🔬 OpenResearch

Search. Evaluate. Evolve.

Mission-driven autonomous optimization for AlphaEvolve-style research and engineering loops.

🇺🇸 English · 🇨🇳 中文 · 🇯🇵 日本語 · 🇰🇷 한국어 · 🇪🇸 Español · 🇫🇷 Français

OpenResearch is a local autonomous optimization runtime for iterative research and engineering loops.

It lets you define an objective, constrain the editable surface, run bounded experiments, score the result, and keep a replayable state trail.
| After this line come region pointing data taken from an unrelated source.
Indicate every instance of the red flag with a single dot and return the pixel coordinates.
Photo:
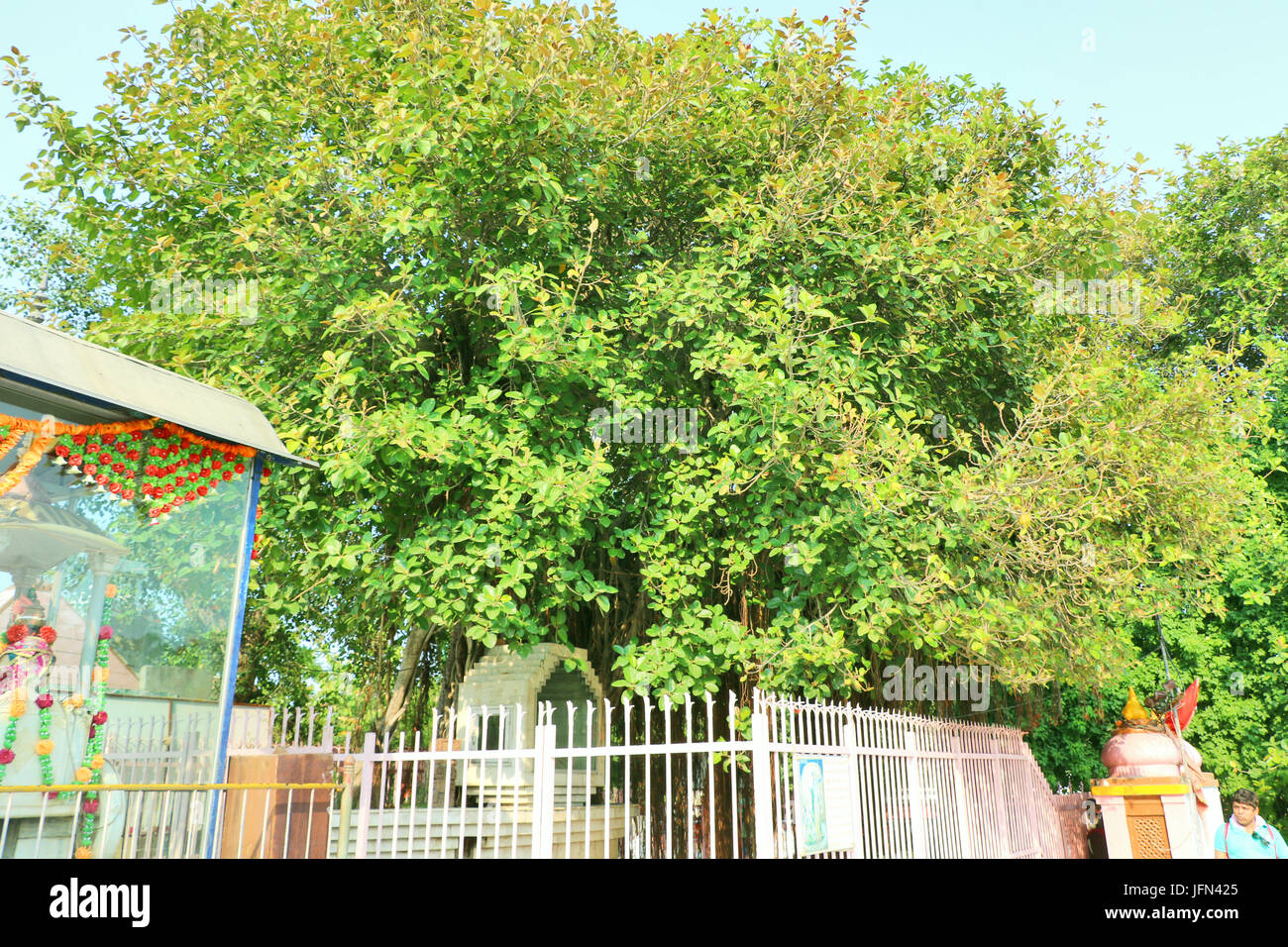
(1185, 707)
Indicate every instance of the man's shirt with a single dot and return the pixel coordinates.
(1261, 843)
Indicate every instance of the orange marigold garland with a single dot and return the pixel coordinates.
(153, 464)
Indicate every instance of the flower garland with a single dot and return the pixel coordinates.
(22, 644)
(154, 464)
(90, 771)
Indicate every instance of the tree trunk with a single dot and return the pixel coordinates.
(416, 641)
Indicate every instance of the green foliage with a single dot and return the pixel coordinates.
(472, 226)
(46, 266)
(1219, 248)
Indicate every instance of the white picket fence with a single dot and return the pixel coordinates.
(773, 779)
(670, 783)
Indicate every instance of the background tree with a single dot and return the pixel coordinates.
(472, 226)
(1218, 245)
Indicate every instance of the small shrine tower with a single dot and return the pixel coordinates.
(1157, 802)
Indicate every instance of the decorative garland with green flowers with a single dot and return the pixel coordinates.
(22, 646)
(90, 771)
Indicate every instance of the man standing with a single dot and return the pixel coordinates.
(1247, 835)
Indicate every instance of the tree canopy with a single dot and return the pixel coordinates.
(473, 227)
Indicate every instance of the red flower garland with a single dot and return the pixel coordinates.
(154, 464)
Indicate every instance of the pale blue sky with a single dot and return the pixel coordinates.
(1166, 71)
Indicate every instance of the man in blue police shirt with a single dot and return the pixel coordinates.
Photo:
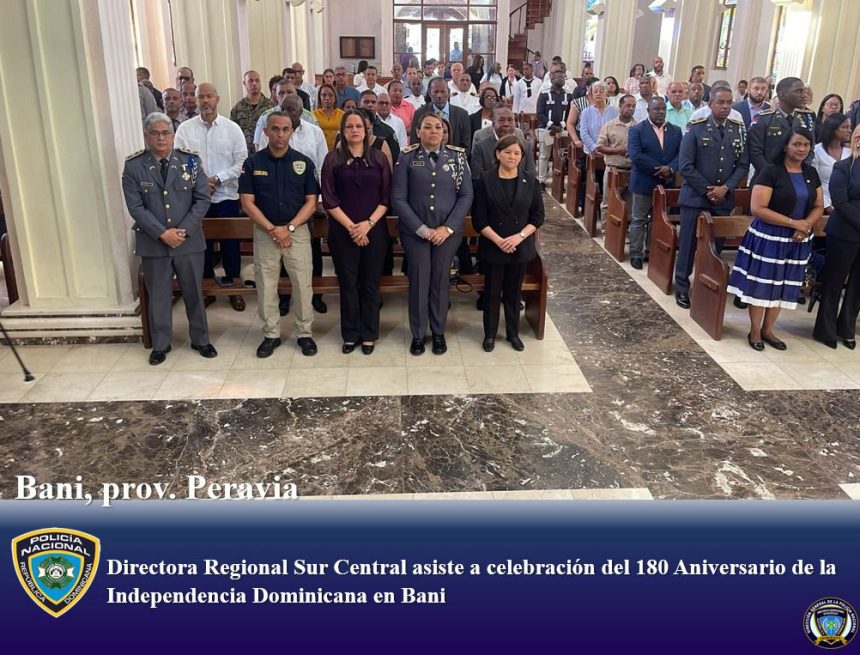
(713, 161)
(167, 195)
(279, 192)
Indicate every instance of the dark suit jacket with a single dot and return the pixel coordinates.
(491, 209)
(645, 153)
(458, 119)
(844, 222)
(743, 109)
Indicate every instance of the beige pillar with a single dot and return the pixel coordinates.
(696, 26)
(61, 162)
(614, 45)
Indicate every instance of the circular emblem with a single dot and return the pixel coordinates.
(830, 623)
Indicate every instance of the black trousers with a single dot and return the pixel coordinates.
(843, 260)
(502, 283)
(358, 269)
(231, 257)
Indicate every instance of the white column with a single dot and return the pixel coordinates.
(61, 163)
(615, 39)
(696, 27)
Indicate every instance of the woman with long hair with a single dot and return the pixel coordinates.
(356, 188)
(327, 113)
(787, 202)
(843, 254)
(507, 211)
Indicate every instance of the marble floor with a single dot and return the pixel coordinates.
(650, 409)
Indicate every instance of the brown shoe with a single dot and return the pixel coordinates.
(237, 303)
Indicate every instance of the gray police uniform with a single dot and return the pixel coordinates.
(707, 158)
(430, 193)
(769, 133)
(157, 205)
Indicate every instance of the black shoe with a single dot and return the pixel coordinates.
(208, 351)
(309, 348)
(682, 300)
(774, 343)
(267, 347)
(157, 357)
(319, 306)
(755, 345)
(827, 342)
(516, 344)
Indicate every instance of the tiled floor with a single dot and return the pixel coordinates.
(121, 372)
(806, 364)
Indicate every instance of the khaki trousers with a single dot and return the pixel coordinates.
(267, 270)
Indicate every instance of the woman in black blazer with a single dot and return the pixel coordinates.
(843, 254)
(507, 211)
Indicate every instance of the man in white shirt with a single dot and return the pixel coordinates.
(221, 146)
(464, 98)
(383, 110)
(526, 92)
(370, 77)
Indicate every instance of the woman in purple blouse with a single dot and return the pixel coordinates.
(356, 183)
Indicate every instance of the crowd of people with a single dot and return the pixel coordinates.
(436, 142)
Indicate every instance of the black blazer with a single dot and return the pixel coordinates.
(783, 198)
(461, 132)
(490, 208)
(844, 222)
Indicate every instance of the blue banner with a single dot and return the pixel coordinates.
(495, 577)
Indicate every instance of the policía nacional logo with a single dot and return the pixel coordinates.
(830, 623)
(56, 566)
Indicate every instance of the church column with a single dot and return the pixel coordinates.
(61, 163)
(696, 26)
(614, 43)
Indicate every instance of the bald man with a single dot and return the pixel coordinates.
(221, 146)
In one repo, it supports both a generic mission-driven runtime and the original single-GPU train.py improvement loop.

🌐 Language Versions

Use these standalone landing pages if you prefer a localized overview:

docs/i18n/README.zh-CN.md
docs/i18n/README.ja.md
docs/i18n/README.ko.md
docs/i18n/README.es.md
docs/i18n/README.fr.md

The English README.md remains the canonical source of truth, and the deeper technical docs are still primarily in English.

✨ Highlights

Single repo, two surfaces: a general openresearch runtime plus the original OpenResearch Legacy training loop
Objective-driven iteration: define a candidate surface, evaluator, budget, and optimization goal
Search with memory: preserve round history, frontier state, artifacts, and reports under .openresearch/
Multiple task families: benchmark tuning, prompt iteration, offline eval, repo patch eval, artifact transformation, and real GPU-backed training search
Inspectable outputs: inspect saved state, replay artifacts, and generate shareable HTML reports
Release-grade validation: packaged smoke paths and a real hard gate are part of the shipped workflow

🚀 Why OpenResearch

Mission-driven runtime: encode a task as a JSON mission instead of wiring a one-off script
AlphaEvolve-style search: propose changes, run experiments, score them, and exploit the best frontier
Replayable outputs: persist state, artifacts, reports, and proposal journals under .openresearch/
Multiple adapter families: command benchmark, offline eval, prompt eval, repo patch eval, artifact transform, and real train.py search
Real release gates: smoke and hard-gate scripts validate the shipped operator paths

🆚 OpenResearch vs. AutoResearch

Dimension	AutoResearch	OpenResearch	Upgrade
Project shape	Original single-path repo centered on the `train.py` improvement loop	Dual-surface system: `OpenResearch Legacy` plus the generic `openresearch` runtime	Keeps the original path, but lifts it into a broader runtime/platform
Main user input	`program.md`, `prepare.py`, `train.py`, and direct repo edits	Mission JSON for the generic runtime, plus the legacy `train.py` path when needed	Adds a structured runtime input without removing the original workflow
Editable surface	Primarily `train.py` in one domain	Mission-defined `editable_paths`, multiple adapters, and still supports the real `train.py` loop	Moves from one fixed surface to configurable search surfaces
Execution model	Repeated short training runs in a focused single workflow	`mission run`, `mission orchestrate`, and `mission search` with bounded runtime/search control	Expands one loop into a reusable execution/search runtime
Search behavior	Improve-or-discard loop around model training	Outer search with `bootstrap`, `exploit_best`, `diversify`, and parent-refinement strategies	More explicit AlphaEvolve-style search policy instead of a single implicit loop
Search memory	Logs and results are the main operational memory	Persists `policy_state`, `population_entries`, `frontier_entries`, and `search_history`	Adds durable frontier/population state across search rounds
Proposal tracking	No comparable generic proposal journal surface	`proposal_journal.jsonl`, selected-target context, and replayable round records	Makes proposal lineage and target history inspectable
Reports and visualization	Manual log/result inspection	`mission inspect` plus HTML output from `mission visualize`	Adds shareable reporting and post-run diagnosis surfaces
Extensibility	Focused on the original training domain	Multiple adapter families: benchmark, prompt eval, offline eval, repo patch eval, artifact transform, and real `openresearch`	Turns the original loop into a more general optimization runtime
Release validation	Mostly operator-driven/manual	Packaged smoke gate plus real hard gate assertions	Adds explicit release-grade validation instead of only manual confidence

In short: OpenResearch is a platformized, AlphaEvolve-style extension of the original AutoResearch workflow, while still preserving the original single-GPU path as OpenResearch Legacy.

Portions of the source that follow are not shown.